Nel calendario Cites dei Carabinieri dodici rare specie animali e vegetali

AMBIENTE La valorizzazione del ruolo dei Carabinieri a protezione della flora e fauna a rischio di estinzione e del loro impegno a contrasto dei reati ai danni di queste specie. È  il tema del calendario Cites di quest’anno. Le specie presentate nel calendario sono in pericolo di estinzione per fattori molto spesso legati alle attività umane: alimentazione, commercio, collezionismo  e rappresentano tasselli importanti della biodiversità del nostro pianeta. Ogni mese, la specie protetta è stata associata a una specifica attività operativa assicurata dai Carabinieri a tutela della stessa. Nel calendario, realizzato anche con il contributo del Ministero dell’economia e delle finanze e stampato dall’istituto Poligrafico e Zecca dello Stato, vengono riportate dodici specie animali e vegetali rare raffigurate da spettacolari fotografie.

Giunto ormai alla quattordicesima edizione, il calendario Cites dei Carabinieri è un appuntamento consueto per il mondo scientifico, ambientalista e scolastico, e deve essere considerato come un importante ed efficace strumento di divulgazione e di educazione alla legalità ambientale. Testimonial d’eccezione di quest’anno è Licia Colò, da sempre vicina alle tematiche ambientali, che ha offerto gratuitamente la propria immagine per un video realizzato dall’Arma dei Carabinieri.

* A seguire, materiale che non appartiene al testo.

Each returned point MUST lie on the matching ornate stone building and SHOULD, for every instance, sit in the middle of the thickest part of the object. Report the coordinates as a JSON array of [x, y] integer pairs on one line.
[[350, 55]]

La Cites (Convention on international trade in endangered species of  wild fauna and flora), siglata a Washington da oltre 180 Stati,  tutela le specie di flora e fauna in via di estinzione. Il raggruppamento Carabinieri Cites è il reparto competente per l’applicazione in Italia della convenzione di Washington. Esso svolge attività di certificazione, attraverso il rilascio di circa 70mila certificati all’anno, esegue una capillare e costante attività di controllo investigativo e di polizia giudiziaria, in applicazione della vigente normativa  con i suoi 35 nuclei, 11 distaccamenti in area doganale e una sezione operativa centrale.  I   Carabinieri hanno eseguito più di 5mila controlli, elevato 211 verbali amministrativi, notificato ai trasgressori  un importo complessivo di circa 1 milione e 500mila euro di sanzioni, deferito all’autorità giudiziaria  232 persone, eseguito  51 perquisizioni e 235 sequestri.